2004年に同病院の原寛(ひろし)理事長が「樹人(じゅじん)千年の会」を結成してから、植えられた木は百数十本に上る。原さんは「樹木葬を希望する人は、死んだ後にも再び新しい命の源になろうという考え方に賛同してくれている。墓を建て続ければ、どんどん山を切り開かなければならない。環境にも配慮した取り組みです」と話す。
自然葬を推進する特定非営利活動法人(NPO法人)「葬送の自由をすすめる会」(本部東京)は1991年以降、全国で2579人の自然葬を営んだ。このうち九州では、玄界灘や阿蘇などで70人を葬った。

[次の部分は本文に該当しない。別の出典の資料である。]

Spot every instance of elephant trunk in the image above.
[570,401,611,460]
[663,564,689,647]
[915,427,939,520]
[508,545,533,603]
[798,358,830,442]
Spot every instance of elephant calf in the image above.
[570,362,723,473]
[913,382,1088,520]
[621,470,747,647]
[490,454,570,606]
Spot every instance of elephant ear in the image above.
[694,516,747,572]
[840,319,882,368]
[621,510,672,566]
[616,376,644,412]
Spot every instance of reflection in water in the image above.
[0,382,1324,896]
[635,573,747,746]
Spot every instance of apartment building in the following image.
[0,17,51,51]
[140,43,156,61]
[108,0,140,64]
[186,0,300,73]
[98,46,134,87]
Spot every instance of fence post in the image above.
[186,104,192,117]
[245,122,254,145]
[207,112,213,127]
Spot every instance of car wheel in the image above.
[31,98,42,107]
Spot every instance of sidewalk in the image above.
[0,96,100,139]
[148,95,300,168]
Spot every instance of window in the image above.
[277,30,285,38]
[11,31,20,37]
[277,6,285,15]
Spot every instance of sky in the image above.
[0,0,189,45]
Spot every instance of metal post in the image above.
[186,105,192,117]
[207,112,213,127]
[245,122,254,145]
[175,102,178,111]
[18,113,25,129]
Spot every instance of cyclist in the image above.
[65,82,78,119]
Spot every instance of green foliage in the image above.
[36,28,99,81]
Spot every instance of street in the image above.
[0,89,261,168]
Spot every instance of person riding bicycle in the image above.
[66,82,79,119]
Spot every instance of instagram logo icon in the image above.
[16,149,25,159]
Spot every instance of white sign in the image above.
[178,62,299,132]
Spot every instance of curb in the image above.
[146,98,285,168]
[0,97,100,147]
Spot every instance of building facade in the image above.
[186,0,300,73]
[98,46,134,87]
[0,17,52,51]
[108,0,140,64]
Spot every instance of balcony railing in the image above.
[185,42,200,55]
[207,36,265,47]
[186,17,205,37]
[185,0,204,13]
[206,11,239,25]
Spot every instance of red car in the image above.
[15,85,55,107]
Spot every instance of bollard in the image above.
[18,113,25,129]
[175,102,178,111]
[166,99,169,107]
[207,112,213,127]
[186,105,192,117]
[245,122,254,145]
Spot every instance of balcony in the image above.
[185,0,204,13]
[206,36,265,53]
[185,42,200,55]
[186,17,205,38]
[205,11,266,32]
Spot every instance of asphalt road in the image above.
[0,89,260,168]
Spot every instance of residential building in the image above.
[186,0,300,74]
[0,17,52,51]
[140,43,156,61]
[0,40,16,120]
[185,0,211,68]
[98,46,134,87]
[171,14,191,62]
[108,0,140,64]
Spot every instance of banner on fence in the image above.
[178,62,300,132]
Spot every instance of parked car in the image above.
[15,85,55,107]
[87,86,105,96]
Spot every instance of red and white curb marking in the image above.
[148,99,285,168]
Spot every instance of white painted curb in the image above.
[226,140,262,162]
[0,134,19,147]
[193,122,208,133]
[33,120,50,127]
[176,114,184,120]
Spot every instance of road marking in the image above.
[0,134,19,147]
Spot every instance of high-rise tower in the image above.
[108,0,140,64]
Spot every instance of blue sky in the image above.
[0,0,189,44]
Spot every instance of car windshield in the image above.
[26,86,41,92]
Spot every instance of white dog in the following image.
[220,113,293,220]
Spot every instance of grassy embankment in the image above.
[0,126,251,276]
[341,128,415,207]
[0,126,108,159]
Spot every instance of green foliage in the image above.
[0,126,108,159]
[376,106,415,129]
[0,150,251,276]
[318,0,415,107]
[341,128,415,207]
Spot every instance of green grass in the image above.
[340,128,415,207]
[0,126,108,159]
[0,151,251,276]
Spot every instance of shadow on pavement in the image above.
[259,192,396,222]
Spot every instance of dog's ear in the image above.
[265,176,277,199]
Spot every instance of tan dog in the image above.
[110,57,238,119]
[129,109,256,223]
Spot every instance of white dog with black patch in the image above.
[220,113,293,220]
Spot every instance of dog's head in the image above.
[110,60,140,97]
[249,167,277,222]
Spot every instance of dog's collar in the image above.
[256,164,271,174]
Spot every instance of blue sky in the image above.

会の福岡県志摩町の女性(75)は7年前、大学教員だった夫の遺灰を博多湾に散骨した。夫の教え子約20人とクルーズ船に乗り、銅鑼(どら)を鳴らしながら、添えた花と一緒に遺灰が海に消えていくのを見送った。
女性は夫の死後、遺骨を寺院の納骨堂に預けていたが、「死んだら無になりたいね」と話していた夫の希望をかなえようと十三回忌に合わせて散骨を決めたのだった。「形はなくてもお墓は私の心にあります。夫も、好きだった海で自由になれて喜んでいるでしょう」。女性は海を見るたびに夫を思い出し、自身も海にかえることを願っているという。
福岡市博多区の市民団体「自然葬・散骨の会」では、山や海への自然葬だけではなく、ヘリコプターを使った空からの散骨や、少量の遺骨を入れられるペンダントなどの商品開発も行う。まだ申し込みはないが、カプセルに入れた遺骨を米国のロケットに乗せて宇宙にまく宇宙葬の予約も受け付けているとか。
日本では自然葬を認める法律はなく、墓地埋葬法は墓地以外への埋葬を禁じているが、法務省と厚生省(当時)は91年、散骨について「節度をもって行われる限り違法ではない」との見解を示している。